India’s National Stock Exchange (NSE) was made to briefly halt trading today due to a series of erroneous orders entered on behalf of an institutional client.
At 09.50 India time, circuit breakers on the NSE were triggered by a sharp fall in the value of the Nifty index, which the bourse said was due to “abnormal orders resulting in multiple trades at low prices”.
The market restarted with a pre-open phase at 10.00, with continuous trading resuming at 10.05. The NSE said the incident stemmed from 59 erroneous orders with an aggregate value of Rs. 650 crores (US$126 million) that were entered by Emkay Global Financial Services for an institutional client.

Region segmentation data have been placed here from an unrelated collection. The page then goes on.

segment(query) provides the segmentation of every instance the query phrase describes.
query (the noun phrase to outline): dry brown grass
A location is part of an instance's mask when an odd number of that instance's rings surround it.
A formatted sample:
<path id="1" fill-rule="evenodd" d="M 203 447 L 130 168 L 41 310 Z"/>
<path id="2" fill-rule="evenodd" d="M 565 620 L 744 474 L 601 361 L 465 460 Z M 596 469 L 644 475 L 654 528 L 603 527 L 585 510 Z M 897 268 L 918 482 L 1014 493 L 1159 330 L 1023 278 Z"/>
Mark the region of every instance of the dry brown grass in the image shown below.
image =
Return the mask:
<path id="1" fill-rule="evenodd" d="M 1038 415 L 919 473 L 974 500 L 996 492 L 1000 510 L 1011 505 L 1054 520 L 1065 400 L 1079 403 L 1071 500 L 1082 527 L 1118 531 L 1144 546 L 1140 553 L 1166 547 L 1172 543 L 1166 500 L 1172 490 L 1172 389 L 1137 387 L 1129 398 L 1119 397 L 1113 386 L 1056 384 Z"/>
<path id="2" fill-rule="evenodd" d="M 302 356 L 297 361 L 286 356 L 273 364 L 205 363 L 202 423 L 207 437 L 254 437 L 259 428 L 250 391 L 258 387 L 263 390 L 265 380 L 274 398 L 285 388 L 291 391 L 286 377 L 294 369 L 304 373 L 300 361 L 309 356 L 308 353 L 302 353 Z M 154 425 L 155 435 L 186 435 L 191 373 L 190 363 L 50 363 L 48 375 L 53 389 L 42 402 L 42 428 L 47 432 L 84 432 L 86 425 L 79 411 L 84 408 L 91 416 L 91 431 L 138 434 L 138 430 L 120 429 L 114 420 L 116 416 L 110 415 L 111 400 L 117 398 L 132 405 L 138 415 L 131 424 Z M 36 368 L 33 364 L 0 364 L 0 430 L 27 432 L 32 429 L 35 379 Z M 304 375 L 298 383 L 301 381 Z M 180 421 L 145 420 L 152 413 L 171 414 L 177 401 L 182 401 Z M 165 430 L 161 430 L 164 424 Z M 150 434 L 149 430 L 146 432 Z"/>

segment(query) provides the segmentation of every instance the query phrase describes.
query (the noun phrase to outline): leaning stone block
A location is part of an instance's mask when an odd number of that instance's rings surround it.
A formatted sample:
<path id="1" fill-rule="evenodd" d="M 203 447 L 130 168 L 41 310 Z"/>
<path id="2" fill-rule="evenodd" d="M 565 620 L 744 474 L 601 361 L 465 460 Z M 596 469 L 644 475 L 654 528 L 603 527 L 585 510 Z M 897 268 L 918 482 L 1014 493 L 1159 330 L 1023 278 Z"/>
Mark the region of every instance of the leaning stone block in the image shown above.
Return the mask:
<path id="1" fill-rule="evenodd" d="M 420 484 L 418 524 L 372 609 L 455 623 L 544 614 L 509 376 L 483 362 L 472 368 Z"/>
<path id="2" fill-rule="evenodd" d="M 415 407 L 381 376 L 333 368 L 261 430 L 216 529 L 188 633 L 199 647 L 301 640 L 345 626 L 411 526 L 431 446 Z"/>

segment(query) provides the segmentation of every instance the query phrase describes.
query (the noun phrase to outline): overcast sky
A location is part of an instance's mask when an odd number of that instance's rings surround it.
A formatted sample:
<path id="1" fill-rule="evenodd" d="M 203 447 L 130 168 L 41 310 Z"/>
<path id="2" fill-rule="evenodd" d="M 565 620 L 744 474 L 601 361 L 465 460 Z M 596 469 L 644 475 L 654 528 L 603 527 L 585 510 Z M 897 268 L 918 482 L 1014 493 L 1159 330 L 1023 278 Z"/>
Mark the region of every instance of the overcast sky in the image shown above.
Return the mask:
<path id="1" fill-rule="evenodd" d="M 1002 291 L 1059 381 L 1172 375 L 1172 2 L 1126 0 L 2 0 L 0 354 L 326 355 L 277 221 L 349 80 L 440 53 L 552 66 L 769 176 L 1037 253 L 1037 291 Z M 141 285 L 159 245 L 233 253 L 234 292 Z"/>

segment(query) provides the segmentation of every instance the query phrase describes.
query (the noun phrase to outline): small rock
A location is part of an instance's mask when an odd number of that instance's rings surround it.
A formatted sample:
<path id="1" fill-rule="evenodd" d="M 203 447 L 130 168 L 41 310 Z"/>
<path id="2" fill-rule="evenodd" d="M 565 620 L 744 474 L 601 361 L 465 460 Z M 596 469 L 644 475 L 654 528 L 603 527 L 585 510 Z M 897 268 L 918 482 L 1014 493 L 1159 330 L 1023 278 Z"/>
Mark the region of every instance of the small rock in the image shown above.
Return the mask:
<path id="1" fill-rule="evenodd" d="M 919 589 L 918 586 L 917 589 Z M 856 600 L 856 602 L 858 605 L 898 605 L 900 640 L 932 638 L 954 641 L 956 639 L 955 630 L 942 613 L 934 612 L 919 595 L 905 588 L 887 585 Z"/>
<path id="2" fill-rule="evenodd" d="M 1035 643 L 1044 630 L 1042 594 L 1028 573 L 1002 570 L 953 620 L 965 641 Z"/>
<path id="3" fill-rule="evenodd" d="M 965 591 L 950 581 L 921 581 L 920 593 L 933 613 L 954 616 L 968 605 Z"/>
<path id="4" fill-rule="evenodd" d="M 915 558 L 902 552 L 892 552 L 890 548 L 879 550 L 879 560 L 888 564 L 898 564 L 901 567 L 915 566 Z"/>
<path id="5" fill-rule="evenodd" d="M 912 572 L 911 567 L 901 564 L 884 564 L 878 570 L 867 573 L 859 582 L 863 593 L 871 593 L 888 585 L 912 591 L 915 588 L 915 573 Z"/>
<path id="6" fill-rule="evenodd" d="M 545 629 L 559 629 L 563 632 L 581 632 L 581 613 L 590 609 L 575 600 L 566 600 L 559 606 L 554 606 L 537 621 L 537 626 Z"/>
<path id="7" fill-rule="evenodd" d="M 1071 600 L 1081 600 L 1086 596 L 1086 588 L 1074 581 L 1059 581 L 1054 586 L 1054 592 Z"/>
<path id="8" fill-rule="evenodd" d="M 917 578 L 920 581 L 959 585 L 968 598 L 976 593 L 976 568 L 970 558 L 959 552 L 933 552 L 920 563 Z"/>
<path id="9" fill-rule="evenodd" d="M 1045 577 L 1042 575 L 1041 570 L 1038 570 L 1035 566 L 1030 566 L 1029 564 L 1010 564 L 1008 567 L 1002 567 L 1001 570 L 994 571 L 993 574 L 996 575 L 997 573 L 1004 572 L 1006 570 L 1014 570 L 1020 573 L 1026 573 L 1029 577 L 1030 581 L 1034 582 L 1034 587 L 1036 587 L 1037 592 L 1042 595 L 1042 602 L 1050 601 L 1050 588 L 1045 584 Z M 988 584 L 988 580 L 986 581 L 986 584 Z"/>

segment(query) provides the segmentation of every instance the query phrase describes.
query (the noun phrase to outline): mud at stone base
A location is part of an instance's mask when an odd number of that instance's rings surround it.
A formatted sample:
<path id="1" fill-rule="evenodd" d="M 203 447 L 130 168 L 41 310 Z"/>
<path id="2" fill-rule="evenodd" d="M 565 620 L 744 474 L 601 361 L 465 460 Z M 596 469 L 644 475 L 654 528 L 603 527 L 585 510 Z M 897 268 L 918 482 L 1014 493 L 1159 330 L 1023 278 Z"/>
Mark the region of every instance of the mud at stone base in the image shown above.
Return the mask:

“These non-algo market orders have been entered for an erroneous quantity which resulted in executing trades at multiple price points across the entire order book thereby causing the circuit filter to be triggered,” said the NSE.
Emkay closed out the erroneous positions and was subsequently disabled from trading by the exchange.
The incident will raise yet more questions on the ability of markets to cope with erroneous trades and whether there are appropriate mechanisms to catch algo-based or fat finger errors before they hit the market.
Earlier this week, trades in US-listed Kraft had to be cancelled across six exchanges after a broker error caused its price to surge by over 25% in a matter of seconds. The error occurred just one day after Kraft switched its listing from the New York Stock Exchange to Nasdaq OMX.